The Epidemic Prevention and Water Purification Department was a department of the Imperial Japanese Army from 1936 to the dissolution of the Army in 1945. While its public mission was to prevent the spread of disease and monitor water supply, several field armies also assigned units the mission of manufacturing biological weapons. Many units also performed unethical human experimentation, such as Unit 731, in which tens of thousands of prisoners of war and civilians were tortured to death over the course of years.

==Organization==
The department was organized under the following system:
- Unit 691 was under control of the Kwantung Army.
  - The central office of Unit 691 was Unit 731, infamous for its secret commitment to chemical and biological weapons and performing human experimentation.
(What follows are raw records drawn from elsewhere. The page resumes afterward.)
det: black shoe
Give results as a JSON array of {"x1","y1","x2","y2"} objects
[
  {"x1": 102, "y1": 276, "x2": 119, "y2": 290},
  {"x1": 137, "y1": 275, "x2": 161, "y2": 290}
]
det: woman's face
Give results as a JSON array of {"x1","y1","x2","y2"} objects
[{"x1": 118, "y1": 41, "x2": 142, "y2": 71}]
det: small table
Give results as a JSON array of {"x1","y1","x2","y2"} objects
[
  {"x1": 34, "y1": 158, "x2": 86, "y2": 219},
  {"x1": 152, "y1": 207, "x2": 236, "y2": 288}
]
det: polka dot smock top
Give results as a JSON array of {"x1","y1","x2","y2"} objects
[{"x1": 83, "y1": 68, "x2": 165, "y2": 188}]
It had several branches, all of which were involved with biological warfare research:
    - Unit 162 (Linkou)
    - Unit 643 (Hailin)
    - Unit 673 (Sunwu)
    - Unit 319 was another sub-unit, which apparently were principally devoted to water purification.
- Unit 1855 (Beijing) was under control of the Japanese Northern China Area Army and performed human experimentation.
- Unit Ei 1644 or Tama Unit (Nanjing) was under control of the Japanese Central China Area Army and performed human experimentation.
  - 12 different sub-Units (Unknown names) (Unknown locations)
- Unit 8604 or Nami Unit (Guangzhou) was under control of the Japanese Southern China Area Army and performed human experimentation.
- Unit 9420 or Oka Unit (Singapore), under control of the Southern Expeditionary Army Group and probably performed human experimentation.
  - Unit (Unknown name) (Dairen)
  - Unit 543 (Hailar)
- Unit 516 (Qiqihar)
  - Unit 525
  - Unit 526
- Unit 160, possibly a typo (referring to unit 100).
The 1996 book Germ Warfare Units (細菌戦部隊) contains testimonies that all of these units engaged in biological weapon development.

==Equipment==
Each office was equipped with water purification facilities and trucks to transport water to where it was needed. The water filtration equipment was designed by Shirō Ishii of Unit 731.